The script takes the following arguments:

--identifier_length, -e - (Required) The string length of the input reads' filename that identifies the pair of reads as a unit. For example: [sample_1_R1.fastq.gz, sample_1_R2.fastq.gz] the identifier length would be 8.
--metadata, -a - (Required) The filepath to the metadata file.
--input_folder, -i - (Required) The path to the folder containing the paired-end reads to be processed.
--output_folder, -o - (Default=CWD) The path to the folder where the output files will be written.
--threads, -t - (Default=1) The number of threads to be used for the analysis.
--trimmomatic, -m - (Default=bin) The path to the trimmomatic jar file.
--kraken2_db1, -1 - (Default=Path specified in data_and_variable.py file) The path to the first kraken2 database to use for the analysis. The analysis allows for usage of up to 2 databases.
--kraken2_db2, -2 - (Default=Path specified in data_and_variable.py file) The path to the second kraken2 database to use for the analysis.
--diamond_db, -d - (Default=Path specified in data_and_variable.py file) The path to the fasta file to use to construct a DIAMOND database.
--kneaddata_db, -k - (Default=Path specified in data_and_variable.py file) The path to the kneaddata database to use for human read subtraction and contaminant removal.
--gen_id', '-g - (Default='fastq.gz') A string identifying all unprocessed reads.
--r1_id, -f - (Default='_R1.fastq.gz') A string identifying all forward reads.
---r2_id, -r - (Default='_R2.fastq.gz') A string identifying all reverse reads.

The metadata file (-a) is csv with the headers:

sample,run

The sample name should correspond to the substring generated when the read filenames are split by the identifier length (-e).

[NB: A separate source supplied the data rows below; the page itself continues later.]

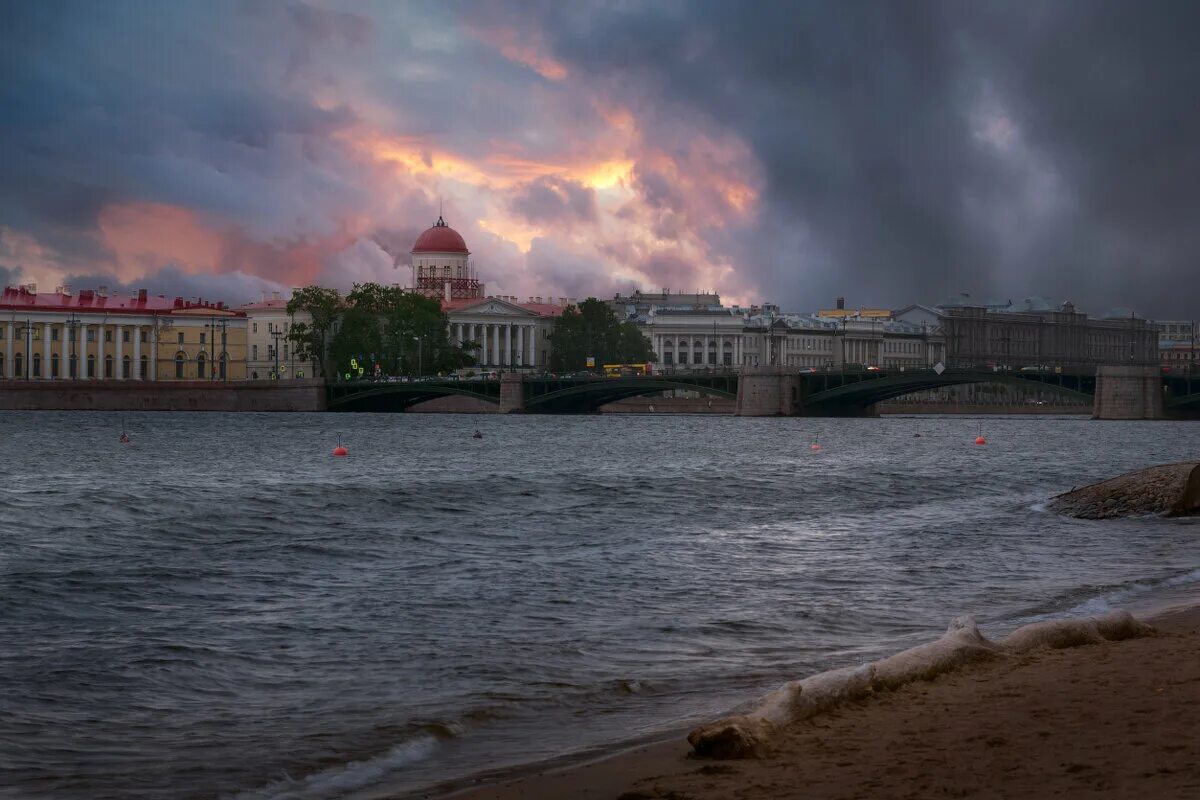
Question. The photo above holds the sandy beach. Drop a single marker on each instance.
(1111, 720)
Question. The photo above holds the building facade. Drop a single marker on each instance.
(1035, 334)
(93, 335)
(269, 353)
(502, 331)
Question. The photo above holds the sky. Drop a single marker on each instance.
(791, 152)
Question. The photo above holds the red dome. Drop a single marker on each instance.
(441, 239)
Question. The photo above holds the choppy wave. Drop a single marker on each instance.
(228, 609)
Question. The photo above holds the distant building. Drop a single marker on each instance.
(270, 354)
(841, 312)
(1033, 332)
(507, 334)
(93, 335)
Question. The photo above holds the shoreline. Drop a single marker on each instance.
(665, 765)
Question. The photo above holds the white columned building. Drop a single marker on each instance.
(501, 331)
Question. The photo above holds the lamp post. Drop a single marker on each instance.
(72, 325)
(27, 330)
(275, 349)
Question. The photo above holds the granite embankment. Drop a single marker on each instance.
(1170, 489)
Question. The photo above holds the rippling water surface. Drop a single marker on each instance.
(225, 611)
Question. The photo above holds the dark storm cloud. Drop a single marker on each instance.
(916, 149)
(555, 200)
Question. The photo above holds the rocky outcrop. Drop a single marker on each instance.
(1171, 489)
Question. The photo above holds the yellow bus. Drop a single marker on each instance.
(625, 370)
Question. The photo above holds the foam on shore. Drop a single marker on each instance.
(747, 735)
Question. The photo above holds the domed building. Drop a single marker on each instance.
(442, 265)
(505, 334)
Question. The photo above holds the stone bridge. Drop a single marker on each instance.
(1117, 392)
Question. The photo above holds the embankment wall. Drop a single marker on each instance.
(162, 396)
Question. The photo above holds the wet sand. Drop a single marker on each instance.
(1113, 720)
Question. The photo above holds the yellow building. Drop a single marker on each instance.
(93, 335)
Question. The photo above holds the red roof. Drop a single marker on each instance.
(541, 308)
(89, 300)
(275, 302)
(441, 239)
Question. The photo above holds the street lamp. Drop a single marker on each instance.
(73, 324)
(275, 348)
(27, 330)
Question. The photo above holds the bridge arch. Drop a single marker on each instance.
(402, 396)
(587, 396)
(861, 390)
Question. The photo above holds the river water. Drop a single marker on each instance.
(221, 609)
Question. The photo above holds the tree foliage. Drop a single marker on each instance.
(592, 329)
(311, 340)
(405, 334)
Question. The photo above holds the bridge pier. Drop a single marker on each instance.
(513, 392)
(1128, 394)
(768, 391)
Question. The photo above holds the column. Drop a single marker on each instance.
(117, 352)
(46, 350)
(137, 353)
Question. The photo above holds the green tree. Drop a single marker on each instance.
(592, 329)
(311, 340)
(402, 331)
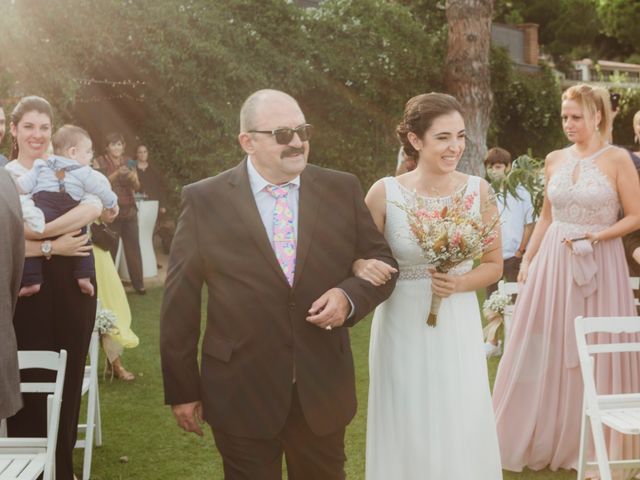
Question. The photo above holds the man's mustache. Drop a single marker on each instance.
(292, 151)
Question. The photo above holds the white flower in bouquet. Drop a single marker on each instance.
(105, 320)
(493, 309)
(495, 304)
(448, 235)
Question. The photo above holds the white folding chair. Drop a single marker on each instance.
(27, 458)
(621, 412)
(91, 431)
(507, 288)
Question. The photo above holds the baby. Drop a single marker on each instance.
(57, 185)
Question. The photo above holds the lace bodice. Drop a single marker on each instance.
(590, 204)
(411, 263)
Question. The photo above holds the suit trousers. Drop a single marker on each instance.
(59, 317)
(308, 456)
(127, 229)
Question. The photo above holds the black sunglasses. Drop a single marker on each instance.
(285, 135)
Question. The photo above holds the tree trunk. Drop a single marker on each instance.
(467, 75)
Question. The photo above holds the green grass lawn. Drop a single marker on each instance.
(141, 440)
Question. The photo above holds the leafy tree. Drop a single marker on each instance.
(467, 74)
(620, 20)
(526, 114)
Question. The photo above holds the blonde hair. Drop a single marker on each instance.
(593, 100)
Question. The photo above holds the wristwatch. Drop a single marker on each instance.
(45, 248)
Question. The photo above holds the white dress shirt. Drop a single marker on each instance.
(267, 202)
(515, 213)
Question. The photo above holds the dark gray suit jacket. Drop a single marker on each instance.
(11, 262)
(256, 333)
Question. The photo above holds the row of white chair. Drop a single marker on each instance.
(28, 458)
(620, 412)
(511, 288)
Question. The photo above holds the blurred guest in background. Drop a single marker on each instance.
(153, 186)
(3, 127)
(113, 301)
(632, 241)
(122, 174)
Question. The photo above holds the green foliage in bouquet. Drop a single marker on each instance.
(528, 172)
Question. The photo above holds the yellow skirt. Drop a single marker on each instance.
(113, 297)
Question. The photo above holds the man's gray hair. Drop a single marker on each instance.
(249, 110)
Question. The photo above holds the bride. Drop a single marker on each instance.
(429, 411)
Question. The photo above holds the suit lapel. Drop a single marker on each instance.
(307, 215)
(244, 202)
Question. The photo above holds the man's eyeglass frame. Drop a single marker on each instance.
(284, 135)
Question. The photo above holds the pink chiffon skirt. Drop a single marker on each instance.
(537, 394)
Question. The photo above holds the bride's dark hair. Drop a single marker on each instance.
(419, 114)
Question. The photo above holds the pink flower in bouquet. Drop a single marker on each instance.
(448, 235)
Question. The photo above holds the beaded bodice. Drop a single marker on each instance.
(589, 204)
(411, 263)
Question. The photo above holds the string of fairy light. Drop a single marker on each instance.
(87, 82)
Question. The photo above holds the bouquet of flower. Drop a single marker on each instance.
(448, 235)
(493, 309)
(105, 320)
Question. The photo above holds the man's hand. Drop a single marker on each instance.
(374, 271)
(330, 310)
(189, 416)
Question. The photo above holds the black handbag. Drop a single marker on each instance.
(102, 236)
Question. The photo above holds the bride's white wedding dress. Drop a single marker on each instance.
(429, 414)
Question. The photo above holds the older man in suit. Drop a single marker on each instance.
(12, 260)
(274, 240)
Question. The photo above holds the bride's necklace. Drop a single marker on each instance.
(443, 191)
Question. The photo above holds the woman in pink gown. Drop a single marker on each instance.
(538, 390)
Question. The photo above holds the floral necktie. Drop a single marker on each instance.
(284, 241)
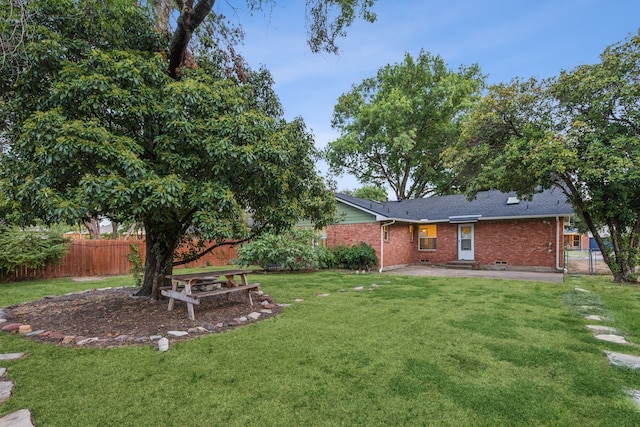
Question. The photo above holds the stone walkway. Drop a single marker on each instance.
(611, 334)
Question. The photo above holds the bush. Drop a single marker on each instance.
(358, 257)
(30, 248)
(292, 250)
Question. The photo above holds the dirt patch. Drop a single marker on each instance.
(117, 317)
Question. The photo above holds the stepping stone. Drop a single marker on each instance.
(598, 329)
(11, 356)
(612, 338)
(11, 327)
(635, 396)
(21, 418)
(623, 360)
(5, 390)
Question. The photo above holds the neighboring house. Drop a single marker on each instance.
(574, 240)
(494, 231)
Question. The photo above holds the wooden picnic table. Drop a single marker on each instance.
(191, 287)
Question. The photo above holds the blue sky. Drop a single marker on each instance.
(506, 38)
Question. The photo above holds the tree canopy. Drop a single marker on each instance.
(394, 126)
(100, 120)
(579, 131)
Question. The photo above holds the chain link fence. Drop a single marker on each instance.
(585, 262)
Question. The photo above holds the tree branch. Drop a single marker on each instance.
(189, 19)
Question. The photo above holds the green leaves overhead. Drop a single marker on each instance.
(580, 132)
(393, 127)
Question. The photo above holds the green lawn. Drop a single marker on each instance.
(415, 351)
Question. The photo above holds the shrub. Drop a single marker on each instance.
(292, 250)
(30, 248)
(358, 257)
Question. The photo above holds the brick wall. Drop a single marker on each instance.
(353, 234)
(518, 243)
(530, 243)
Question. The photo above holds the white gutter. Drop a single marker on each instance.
(382, 226)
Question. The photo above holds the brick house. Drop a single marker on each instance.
(494, 231)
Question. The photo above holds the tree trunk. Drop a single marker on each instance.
(158, 262)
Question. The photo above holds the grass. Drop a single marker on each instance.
(414, 351)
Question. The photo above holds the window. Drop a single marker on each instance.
(572, 241)
(322, 238)
(427, 236)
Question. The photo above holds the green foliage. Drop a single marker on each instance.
(137, 271)
(31, 248)
(394, 126)
(579, 132)
(369, 192)
(96, 126)
(358, 257)
(292, 250)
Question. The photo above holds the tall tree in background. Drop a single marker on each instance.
(394, 126)
(109, 112)
(579, 132)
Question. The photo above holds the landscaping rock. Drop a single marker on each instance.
(11, 356)
(635, 396)
(623, 360)
(56, 336)
(21, 418)
(11, 327)
(599, 329)
(612, 338)
(69, 339)
(87, 341)
(5, 390)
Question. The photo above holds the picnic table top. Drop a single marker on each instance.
(207, 274)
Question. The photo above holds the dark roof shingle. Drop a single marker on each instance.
(487, 205)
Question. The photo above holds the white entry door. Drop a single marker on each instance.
(465, 242)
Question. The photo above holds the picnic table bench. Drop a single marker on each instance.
(192, 287)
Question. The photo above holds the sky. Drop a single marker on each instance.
(507, 39)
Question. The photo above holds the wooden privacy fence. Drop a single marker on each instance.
(106, 258)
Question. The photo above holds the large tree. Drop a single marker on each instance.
(394, 126)
(110, 112)
(580, 132)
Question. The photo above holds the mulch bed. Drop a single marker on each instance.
(115, 313)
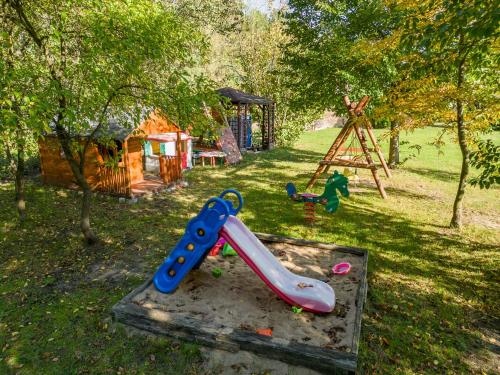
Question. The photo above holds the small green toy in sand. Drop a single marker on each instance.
(228, 251)
(216, 272)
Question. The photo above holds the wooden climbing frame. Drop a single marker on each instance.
(359, 123)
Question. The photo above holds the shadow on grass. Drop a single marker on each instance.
(435, 174)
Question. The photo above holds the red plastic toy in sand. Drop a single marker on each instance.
(341, 268)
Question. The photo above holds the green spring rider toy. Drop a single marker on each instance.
(329, 198)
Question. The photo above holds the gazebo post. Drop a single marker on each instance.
(238, 130)
(245, 127)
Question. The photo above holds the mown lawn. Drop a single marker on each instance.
(433, 300)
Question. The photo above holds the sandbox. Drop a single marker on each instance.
(226, 312)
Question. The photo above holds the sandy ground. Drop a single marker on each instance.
(239, 299)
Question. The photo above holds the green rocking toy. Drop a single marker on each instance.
(329, 198)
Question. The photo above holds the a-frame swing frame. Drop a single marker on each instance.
(357, 122)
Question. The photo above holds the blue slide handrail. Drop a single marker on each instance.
(202, 232)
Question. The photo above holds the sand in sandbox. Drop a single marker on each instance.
(239, 299)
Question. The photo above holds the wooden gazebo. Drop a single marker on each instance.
(240, 122)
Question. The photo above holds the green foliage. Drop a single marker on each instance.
(330, 52)
(487, 159)
(261, 71)
(428, 286)
(439, 39)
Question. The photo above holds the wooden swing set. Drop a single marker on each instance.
(350, 156)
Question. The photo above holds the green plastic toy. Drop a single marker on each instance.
(227, 250)
(216, 272)
(329, 197)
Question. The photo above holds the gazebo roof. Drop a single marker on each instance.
(240, 97)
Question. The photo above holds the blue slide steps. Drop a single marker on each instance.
(202, 232)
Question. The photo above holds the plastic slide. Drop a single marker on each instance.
(218, 218)
(310, 294)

Run is an integer.

Usage - target_read_retrieval.py

This script should be run once the uct_meta.py script has been run and potentially significant pathogens have been selected for further follow-up. Prior to running target_read_retrieval:

Generate a csv file (reference_file) for targets to follow up with the following headers

sample,organism,taxid,reference,reference_prefix,kraken_database

The sample name should correspond to the substring generated when the read filenames are split by the identifier. For example, the sample name for [sample_1_R1.fastq.gz, sample_1_R2.fastq.gz] would be <sample_1>. The organism is the organism name as it appears in the Kraken 2 report. The taxid is the NCBI Taxonomy ID for the reads to be retrieved as it appears in the Kraken 2 report. The reference is the name of the reference genome as it appears in the specified references folder. The reference_prefix is the prefix to be used for the output files. The kraken_database is the database that was used to detect the targeted pathogen (either 1 or 2).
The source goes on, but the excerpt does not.